2. Test Internal Connectivity

   • From the host, ping 172.31.14.101.
   • Inside the container, ping 172.31.14.1.
   • Confirm that traffic flows locally on the bridge.

---

Making the Guest Public

AWS won't allow traditional layer-2 bridging with random MAC addresses, so we typically do NAT or routed setups:

NAT Method (Recommended)

1. Enable IP Forwarding

   echo 1 > /proc/sys/net/ipv4/ip_forward
   

   Or set net.ipv4.ip_forward=1 in /etc/sysctl.conf.

2. Create DNAT/SNAT Rules

   • Suppose 172.31.14.10 is associated with a public EIP and you want to forward all traffic to a container at 172.31.14.101:

   # DNAT: traffic arriving at .10 -> container .101
   iptables -t nat -A PREROUTING -d 172.31.14.10 -j DNAT --to-destination 172.31.14.101
   
   # SNAT: traffic leaving .101 -> source it from .10
   iptables -t nat -A POSTROUTING -s 172.31.14.101 -j SNAT --to-source 172.31.14.10
   

   • Repeat for other secondary IPs (.11, .12, .13 → different containers).

3. Persistent iptables

   • Put those rules in a script (e.g., /root/iptables.sh) and call it on boot (via /etc/rc.local, systemd unit, or iptables-persistent).

Result:

• Users connect to the public EIP, AWS maps that to 172.31.14.10, and your Proxmox host DNATs inbound to 172.31.14.101.
• Outbound packets from 172.31.14.101 get SNATed to 172.31.14.10, so replies return.

Direct / Routed Approach

1. Disable Source/Dest Check (done).
2. Enable proxy_arp on Proxmox:

   echo 1 > /proc/sys/net/ipv4/conf/ens33/proxy_arp
   echo 1 > /proc/sys/net/ipv4/conf/vmbr1/proxy_arp
   

3. Assign the IP inside the Guest
   • The container itself configures 172.31.14.10/24 with gateway 172.31.14.1.
4. Host ARP
   • The host must answer ARP for .10 on behalf of the container (that’s what proxy_arp does).

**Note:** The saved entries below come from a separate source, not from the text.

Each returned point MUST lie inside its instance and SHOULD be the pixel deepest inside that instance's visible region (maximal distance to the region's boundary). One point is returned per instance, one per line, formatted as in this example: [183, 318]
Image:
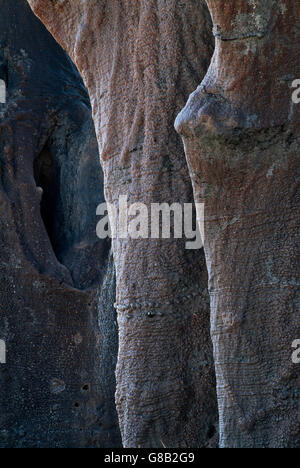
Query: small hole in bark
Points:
[47, 177]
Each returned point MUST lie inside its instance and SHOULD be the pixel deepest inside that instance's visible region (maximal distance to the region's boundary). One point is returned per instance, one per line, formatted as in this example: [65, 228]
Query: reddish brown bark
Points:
[140, 60]
[241, 135]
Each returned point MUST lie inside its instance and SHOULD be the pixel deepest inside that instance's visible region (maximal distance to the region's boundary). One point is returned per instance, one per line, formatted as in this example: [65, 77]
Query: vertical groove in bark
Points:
[241, 135]
[57, 389]
[140, 60]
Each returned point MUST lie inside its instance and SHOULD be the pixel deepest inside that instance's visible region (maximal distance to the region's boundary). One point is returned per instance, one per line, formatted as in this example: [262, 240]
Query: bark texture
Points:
[140, 60]
[57, 279]
[241, 135]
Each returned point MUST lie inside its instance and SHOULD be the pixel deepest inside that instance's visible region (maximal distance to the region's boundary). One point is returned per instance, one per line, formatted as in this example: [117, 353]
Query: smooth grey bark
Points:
[56, 293]
[140, 60]
[241, 134]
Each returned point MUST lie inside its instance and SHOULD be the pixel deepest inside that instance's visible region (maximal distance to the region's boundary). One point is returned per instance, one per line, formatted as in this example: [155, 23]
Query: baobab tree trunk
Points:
[241, 134]
[57, 386]
[140, 60]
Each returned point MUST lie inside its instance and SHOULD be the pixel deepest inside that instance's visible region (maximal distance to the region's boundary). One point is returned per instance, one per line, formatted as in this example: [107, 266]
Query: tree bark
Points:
[57, 386]
[140, 60]
[241, 135]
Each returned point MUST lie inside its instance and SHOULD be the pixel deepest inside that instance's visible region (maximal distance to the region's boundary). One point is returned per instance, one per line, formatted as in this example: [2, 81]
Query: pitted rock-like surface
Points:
[57, 282]
[241, 135]
[140, 60]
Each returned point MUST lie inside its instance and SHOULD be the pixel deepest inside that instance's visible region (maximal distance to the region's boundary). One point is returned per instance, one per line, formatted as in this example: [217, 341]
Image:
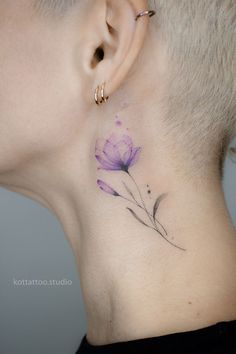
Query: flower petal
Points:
[135, 156]
[106, 188]
[127, 139]
[106, 164]
[111, 152]
[124, 150]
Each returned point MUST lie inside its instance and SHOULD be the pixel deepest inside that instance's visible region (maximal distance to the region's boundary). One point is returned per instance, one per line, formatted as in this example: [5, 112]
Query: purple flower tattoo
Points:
[116, 154]
[119, 154]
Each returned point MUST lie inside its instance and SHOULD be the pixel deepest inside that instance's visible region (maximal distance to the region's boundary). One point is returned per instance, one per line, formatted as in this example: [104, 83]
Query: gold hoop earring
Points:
[102, 94]
[96, 99]
[104, 99]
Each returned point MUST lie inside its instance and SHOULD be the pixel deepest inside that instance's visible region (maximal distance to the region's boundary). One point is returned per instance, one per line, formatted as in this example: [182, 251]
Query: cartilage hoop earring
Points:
[150, 13]
[96, 99]
[104, 99]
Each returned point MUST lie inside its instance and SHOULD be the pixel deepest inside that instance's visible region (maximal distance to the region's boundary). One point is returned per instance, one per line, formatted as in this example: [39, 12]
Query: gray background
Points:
[44, 319]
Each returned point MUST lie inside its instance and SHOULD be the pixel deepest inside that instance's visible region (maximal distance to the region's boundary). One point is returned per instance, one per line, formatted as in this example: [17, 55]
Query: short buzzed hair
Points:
[200, 103]
[53, 7]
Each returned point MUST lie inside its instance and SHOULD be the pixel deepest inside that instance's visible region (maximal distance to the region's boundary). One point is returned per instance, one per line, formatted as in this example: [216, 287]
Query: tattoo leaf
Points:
[137, 217]
[157, 203]
[129, 191]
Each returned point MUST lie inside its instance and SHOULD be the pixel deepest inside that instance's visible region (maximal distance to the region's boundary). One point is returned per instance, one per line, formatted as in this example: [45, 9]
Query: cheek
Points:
[39, 109]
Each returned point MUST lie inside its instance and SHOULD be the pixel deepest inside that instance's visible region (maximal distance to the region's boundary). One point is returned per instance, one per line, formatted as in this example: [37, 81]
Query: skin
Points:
[49, 125]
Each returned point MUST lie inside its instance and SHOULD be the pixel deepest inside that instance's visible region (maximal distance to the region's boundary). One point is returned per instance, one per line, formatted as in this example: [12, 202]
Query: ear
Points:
[112, 41]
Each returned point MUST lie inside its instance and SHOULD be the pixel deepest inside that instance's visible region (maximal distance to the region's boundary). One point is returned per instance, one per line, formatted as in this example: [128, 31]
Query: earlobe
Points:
[130, 32]
[118, 34]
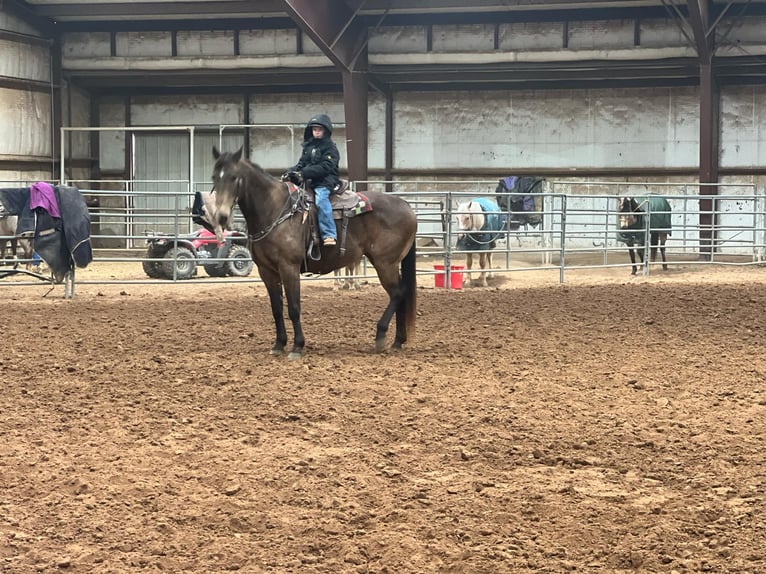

This method lets the container literally own the IP. However, NAT is typically easier and more common in AWS.

---

Final Checks & Tips

1. Open Ports in AWS Security Group
   • Make sure inbound rules allow the ports you need for each EIP.
2. Test Externally
   • From your local machine, try pinging or SSHing into the public EIP.
   • Run tcpdump on the Proxmox host (ens33) and inside the container to confirm packet flow if debugging is needed.
3. Persist Your Config
   • If you added secondary IPs manually with ip addr add, incorporate those changes into /etc/network/interfaces or a startup script.
   • If you used iptables rules, ensure they load at boot.

---

Conclusion

By disabling source/dest check, attaching multiple private IPs (each mapped to an EIP), and either using NAT or a routed approach, you can give each Proxmox container (or VM) its own unique public IP address on AWS. The NAT method is simplest: each container has a private IP in the 172.31.14.x/24 range, and iptables translates the traffic to/from the Proxmox host’s secondary IPs. This way, you can host multiple external-facing services on a single AWS Proxmox instance.

Thanks for reading, and happy hosting!